Out spilled his pictures. The first was done in brown and yellow pastels, a sunset silhouetting a barren tree in the foreground. Nice — until I noted a hangman’s noose suspended from one of the dead branches. The second featured black-and-white pastels and had an old Cadillac car with the gangster Al Capone standing in front of it. I knew his face from the million pictures Gemma had collected for Dad and Uncle Al.
“Here’s one I did for Valentine’s Day,” Dad said, “but I didn’t know who to send it to.”
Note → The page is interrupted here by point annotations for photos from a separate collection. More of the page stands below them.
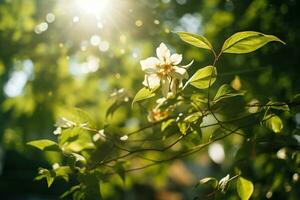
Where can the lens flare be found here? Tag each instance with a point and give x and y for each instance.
(93, 7)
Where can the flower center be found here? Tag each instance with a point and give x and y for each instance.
(165, 69)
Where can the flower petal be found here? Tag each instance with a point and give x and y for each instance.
(188, 65)
(163, 53)
(165, 85)
(175, 84)
(151, 81)
(179, 73)
(176, 58)
(149, 65)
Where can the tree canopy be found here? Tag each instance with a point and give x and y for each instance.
(137, 99)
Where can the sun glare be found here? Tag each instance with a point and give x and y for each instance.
(94, 7)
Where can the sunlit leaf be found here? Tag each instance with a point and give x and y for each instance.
(208, 181)
(44, 145)
(226, 91)
(63, 172)
(204, 78)
(166, 124)
(183, 127)
(143, 94)
(193, 117)
(75, 140)
(244, 188)
(247, 41)
(195, 40)
(47, 174)
(224, 183)
(278, 105)
(274, 123)
(70, 191)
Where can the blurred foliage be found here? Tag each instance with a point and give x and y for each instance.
(54, 57)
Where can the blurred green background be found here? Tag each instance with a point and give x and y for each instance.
(59, 54)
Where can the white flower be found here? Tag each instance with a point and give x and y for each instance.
(57, 131)
(164, 71)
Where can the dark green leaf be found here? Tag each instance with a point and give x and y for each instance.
(244, 188)
(278, 106)
(44, 145)
(209, 181)
(226, 91)
(143, 94)
(274, 123)
(195, 40)
(247, 41)
(204, 78)
(70, 191)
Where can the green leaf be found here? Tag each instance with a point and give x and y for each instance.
(226, 91)
(166, 124)
(224, 183)
(278, 106)
(244, 188)
(143, 94)
(183, 127)
(48, 175)
(247, 41)
(204, 78)
(63, 172)
(274, 123)
(44, 145)
(193, 117)
(195, 40)
(209, 181)
(75, 140)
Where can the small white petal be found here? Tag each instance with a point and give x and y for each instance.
(188, 65)
(151, 81)
(165, 87)
(163, 53)
(124, 138)
(176, 59)
(175, 84)
(149, 65)
(57, 131)
(179, 73)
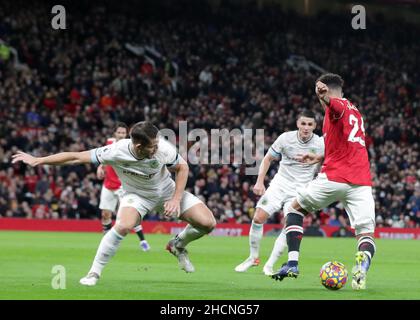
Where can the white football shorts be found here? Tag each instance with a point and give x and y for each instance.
(273, 200)
(109, 199)
(144, 205)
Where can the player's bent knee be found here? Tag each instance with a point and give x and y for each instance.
(260, 216)
(209, 225)
(122, 229)
(106, 214)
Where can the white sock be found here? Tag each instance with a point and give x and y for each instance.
(293, 256)
(106, 250)
(255, 236)
(187, 235)
(279, 246)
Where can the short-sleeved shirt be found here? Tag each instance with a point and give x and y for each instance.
(292, 173)
(147, 176)
(346, 157)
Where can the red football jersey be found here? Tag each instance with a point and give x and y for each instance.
(346, 157)
(111, 180)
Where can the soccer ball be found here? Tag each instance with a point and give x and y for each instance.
(333, 275)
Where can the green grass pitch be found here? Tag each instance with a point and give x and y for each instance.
(27, 259)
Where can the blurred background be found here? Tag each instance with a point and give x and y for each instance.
(216, 64)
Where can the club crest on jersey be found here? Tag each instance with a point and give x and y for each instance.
(154, 164)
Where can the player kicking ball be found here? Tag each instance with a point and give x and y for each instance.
(345, 177)
(291, 175)
(142, 164)
(112, 190)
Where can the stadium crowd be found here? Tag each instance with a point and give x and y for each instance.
(214, 69)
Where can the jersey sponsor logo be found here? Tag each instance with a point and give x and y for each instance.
(154, 164)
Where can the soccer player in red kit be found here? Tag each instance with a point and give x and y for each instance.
(111, 189)
(345, 177)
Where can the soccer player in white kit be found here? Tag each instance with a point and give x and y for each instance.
(112, 189)
(142, 164)
(291, 175)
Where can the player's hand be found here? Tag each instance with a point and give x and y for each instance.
(308, 158)
(172, 208)
(321, 89)
(259, 189)
(100, 173)
(25, 158)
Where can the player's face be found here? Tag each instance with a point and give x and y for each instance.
(120, 133)
(306, 127)
(149, 150)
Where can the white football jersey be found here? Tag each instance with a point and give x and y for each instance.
(146, 177)
(293, 174)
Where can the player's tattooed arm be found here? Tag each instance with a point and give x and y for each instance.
(62, 158)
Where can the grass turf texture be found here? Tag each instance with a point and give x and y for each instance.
(27, 259)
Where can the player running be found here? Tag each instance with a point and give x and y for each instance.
(142, 164)
(345, 177)
(111, 189)
(291, 175)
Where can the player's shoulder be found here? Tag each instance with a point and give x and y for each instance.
(165, 150)
(164, 145)
(289, 135)
(347, 104)
(120, 146)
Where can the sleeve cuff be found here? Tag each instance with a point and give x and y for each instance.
(174, 162)
(93, 157)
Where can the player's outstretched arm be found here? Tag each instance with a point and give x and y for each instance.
(62, 158)
(173, 206)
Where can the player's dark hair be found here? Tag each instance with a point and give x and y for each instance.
(307, 114)
(332, 80)
(120, 125)
(143, 132)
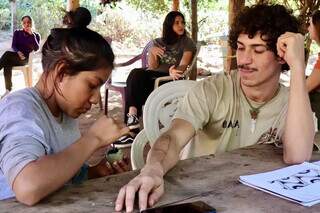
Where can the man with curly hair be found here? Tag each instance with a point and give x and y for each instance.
(242, 108)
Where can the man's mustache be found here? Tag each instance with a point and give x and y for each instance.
(242, 66)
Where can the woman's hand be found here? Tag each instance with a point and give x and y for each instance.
(175, 73)
(157, 51)
(106, 131)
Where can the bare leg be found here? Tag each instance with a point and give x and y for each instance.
(132, 110)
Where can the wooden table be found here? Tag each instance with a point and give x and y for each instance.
(213, 179)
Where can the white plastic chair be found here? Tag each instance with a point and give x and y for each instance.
(27, 70)
(157, 115)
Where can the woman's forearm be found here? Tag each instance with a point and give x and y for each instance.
(45, 175)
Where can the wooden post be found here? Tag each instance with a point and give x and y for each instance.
(194, 30)
(72, 5)
(13, 16)
(234, 7)
(175, 5)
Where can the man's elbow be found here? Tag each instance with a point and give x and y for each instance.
(27, 195)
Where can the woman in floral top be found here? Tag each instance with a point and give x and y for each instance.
(169, 55)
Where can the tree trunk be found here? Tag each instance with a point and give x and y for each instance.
(14, 24)
(194, 29)
(175, 5)
(72, 5)
(234, 7)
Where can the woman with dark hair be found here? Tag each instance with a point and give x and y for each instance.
(24, 41)
(169, 55)
(313, 81)
(41, 148)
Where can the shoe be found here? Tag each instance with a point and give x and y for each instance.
(4, 94)
(124, 141)
(133, 122)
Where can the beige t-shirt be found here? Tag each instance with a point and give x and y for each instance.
(217, 107)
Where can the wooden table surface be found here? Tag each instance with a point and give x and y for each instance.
(213, 179)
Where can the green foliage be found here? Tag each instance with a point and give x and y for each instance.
(128, 25)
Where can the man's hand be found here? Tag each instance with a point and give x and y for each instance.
(21, 55)
(148, 185)
(105, 168)
(175, 73)
(290, 47)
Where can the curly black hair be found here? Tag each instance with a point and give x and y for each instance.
(270, 20)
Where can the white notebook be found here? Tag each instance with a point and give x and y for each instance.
(298, 183)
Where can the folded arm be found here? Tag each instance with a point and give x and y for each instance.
(299, 129)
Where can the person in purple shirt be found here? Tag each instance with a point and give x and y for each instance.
(23, 43)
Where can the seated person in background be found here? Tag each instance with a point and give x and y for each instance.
(81, 17)
(242, 108)
(169, 55)
(313, 81)
(24, 41)
(41, 148)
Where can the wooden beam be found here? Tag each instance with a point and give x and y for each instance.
(234, 7)
(72, 5)
(194, 31)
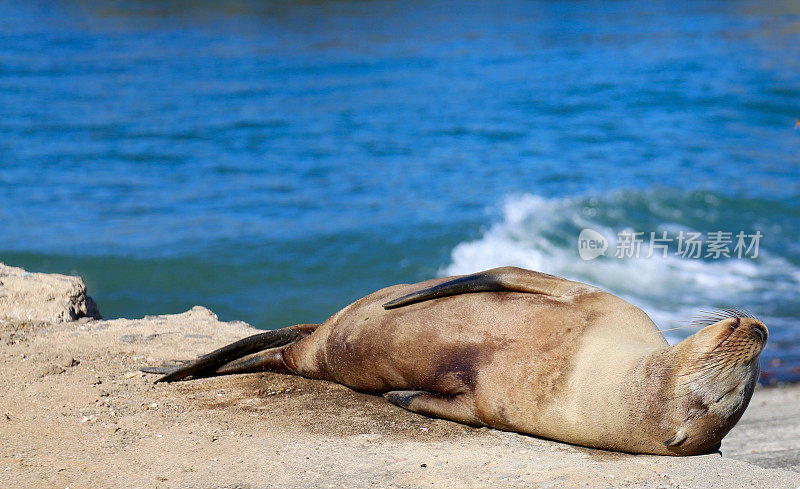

Dad had used bright poster paints for this one. A man with his fedora hat pulled low over his eyes, cigar held between thumb and forefinger, had a big Valentine heart shaded in behind him. In a “balloon” formed from the cloud of cigar smoke above the man’s head, I read: “Just a little Valentine message from Scarface.” A gun pointing at the viewer shot a streak of fire.